GREATER THAN 99 EMPLOYEES – ADD THE FOLLOWING RULES

Worker Adjustment & Retraining Notification Act (WARN) (1989) Requires employers to give notice of plant closings or major layoffs.
EEO-1 Report filed annually with EEOC if not a federal contractor  Requires employers to submit a list of the number of employees by race and gender for each EEO job category.

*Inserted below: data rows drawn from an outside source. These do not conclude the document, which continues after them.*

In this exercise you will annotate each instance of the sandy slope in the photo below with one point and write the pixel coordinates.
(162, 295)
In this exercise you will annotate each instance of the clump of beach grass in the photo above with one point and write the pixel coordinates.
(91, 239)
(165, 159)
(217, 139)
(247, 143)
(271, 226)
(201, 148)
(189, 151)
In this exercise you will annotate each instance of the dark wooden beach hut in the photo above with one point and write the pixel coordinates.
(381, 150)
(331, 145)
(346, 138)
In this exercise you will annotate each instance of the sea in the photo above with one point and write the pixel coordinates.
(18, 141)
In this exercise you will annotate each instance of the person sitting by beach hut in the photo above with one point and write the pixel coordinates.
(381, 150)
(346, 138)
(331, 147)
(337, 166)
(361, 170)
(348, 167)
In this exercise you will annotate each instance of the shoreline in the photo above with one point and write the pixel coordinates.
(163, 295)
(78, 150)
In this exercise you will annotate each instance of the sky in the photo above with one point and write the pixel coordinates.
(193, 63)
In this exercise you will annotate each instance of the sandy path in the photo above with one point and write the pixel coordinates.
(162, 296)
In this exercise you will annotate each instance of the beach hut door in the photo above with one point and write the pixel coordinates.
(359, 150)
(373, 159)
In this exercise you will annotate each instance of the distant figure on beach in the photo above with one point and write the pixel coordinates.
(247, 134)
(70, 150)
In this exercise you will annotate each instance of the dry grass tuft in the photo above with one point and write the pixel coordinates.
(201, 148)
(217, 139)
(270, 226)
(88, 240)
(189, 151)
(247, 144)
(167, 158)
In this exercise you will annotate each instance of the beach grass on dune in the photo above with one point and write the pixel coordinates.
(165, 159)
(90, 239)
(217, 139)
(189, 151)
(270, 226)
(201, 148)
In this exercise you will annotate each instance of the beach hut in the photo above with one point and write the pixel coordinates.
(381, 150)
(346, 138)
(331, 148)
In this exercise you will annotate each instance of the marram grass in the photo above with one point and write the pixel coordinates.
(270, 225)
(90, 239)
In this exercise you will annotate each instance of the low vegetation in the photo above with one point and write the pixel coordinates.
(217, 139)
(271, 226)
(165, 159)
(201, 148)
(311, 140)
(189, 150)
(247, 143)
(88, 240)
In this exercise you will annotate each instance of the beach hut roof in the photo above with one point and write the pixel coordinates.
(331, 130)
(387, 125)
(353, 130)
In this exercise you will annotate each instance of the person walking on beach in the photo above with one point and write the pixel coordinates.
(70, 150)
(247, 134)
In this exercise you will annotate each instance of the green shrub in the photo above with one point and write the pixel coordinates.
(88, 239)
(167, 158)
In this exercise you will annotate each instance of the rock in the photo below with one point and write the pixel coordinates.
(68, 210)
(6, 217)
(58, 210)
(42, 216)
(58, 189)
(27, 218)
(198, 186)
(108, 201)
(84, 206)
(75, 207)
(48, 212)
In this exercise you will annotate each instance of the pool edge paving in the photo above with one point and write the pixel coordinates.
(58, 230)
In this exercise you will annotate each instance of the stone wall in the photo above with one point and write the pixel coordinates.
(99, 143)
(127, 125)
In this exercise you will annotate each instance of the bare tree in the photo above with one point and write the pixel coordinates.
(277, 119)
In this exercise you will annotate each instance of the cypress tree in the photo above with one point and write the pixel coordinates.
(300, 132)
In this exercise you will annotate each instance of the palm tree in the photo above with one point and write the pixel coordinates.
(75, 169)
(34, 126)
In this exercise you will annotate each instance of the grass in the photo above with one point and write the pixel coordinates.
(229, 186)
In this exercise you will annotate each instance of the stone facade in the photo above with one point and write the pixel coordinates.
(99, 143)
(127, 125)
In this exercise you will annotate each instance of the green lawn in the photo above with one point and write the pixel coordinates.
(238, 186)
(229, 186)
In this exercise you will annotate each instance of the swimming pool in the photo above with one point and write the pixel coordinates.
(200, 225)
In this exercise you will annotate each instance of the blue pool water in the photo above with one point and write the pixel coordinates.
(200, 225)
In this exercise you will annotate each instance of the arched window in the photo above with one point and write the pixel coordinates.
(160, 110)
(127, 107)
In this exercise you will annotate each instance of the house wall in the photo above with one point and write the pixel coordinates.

FEDERAL CONTRACTORS ADD THE FOLLOWING RULES

(Federal Contractors)
Executive Orders 11246 (1965), 11375 (1967),
11478 (1969)
Prohibits federal contractors, with contracts valued at > $10,000, from discrimination on the basis of race, color, religion, sex, or national origin. In addition, the federal contractor must develop a written affirmative action plan, based upon the stipulations of each Executive Order.
(Federal Contractors)
Vocational Rehabilitation Act (1971)
Prohibits federal contractors, with contracts valued at > $10,000, from discriminating against people with physical or mental disabilities by requiring the contractor to take affirmative action in employing and advancing disabled individuals.
(Federal Contractors)
Drug Free Workplace Act (1988)
Requires some federal contractors to have a written drug-use policies and follow certain requirements to certify that they maintain a drug-free workplace. This act applies to contract in the amount of $100,000 or more, is not for the acquisition of commercial goods (i.e., it is a procurement contract or purchase order); and it is performed in part or in whole in the United States.
(Federal Contractors)
Vietnam-Era Veterans Adjustment Act (1974)
Requires federal contractors, with contracts valued at > $25,000, to take affirmative action in hiring and promoting of Vietnam-era veterans, special disabled veterans, and veterans who served on active duty during a war or in a campaign or expedition for which a campaign badge has been authorized. All job opportunities must be registered with local employment services.
(Federal Contractors)
Davis Bacon Act (1931)
Requires federal contractors, with contracts valued at > $2,000, performing construction, alteration, repair, painting or decoration on public buildings or public works to pay minimum wage rates for similar jobs in the community.
(Federal Contractors)
Copeland Act (1934)
Precludes federal contractors from inducing an employee to give up any part of compensation they are entitled (anti-kickback).
McNamara-O’Hara Service Contract Act Requires federal contractors, with contracts valued at > $2,500, performing service, using service employees for the United States, to pay minimum wage rates for similar jobs in the community.
(Federal Contractors)
Walsh-Healy Act (1936)
The Walsh-Healey Public Contracts Act (PCA) requires contractors engaged in the manufacturing or furnishing of materials, supplies, articles, or equipment to the U.S. government or the District of Columbia to pay employees who produce, assemble, handle, or ship goods under contracts exceeding $10,000, the federal minimum wage for all hours worked and time and one half their regular rate of pay for all hours worked over 40 in a workweek. A poster requirement does exist.

This is only a summary of some of the federal human resources laws which growing businesses should be aware of. It is by no means exhaustive of all legislation, nor is it meant to be interpreted as detailing the specific requirements of each law. Any questions should be directed to a consultant or employment attorney.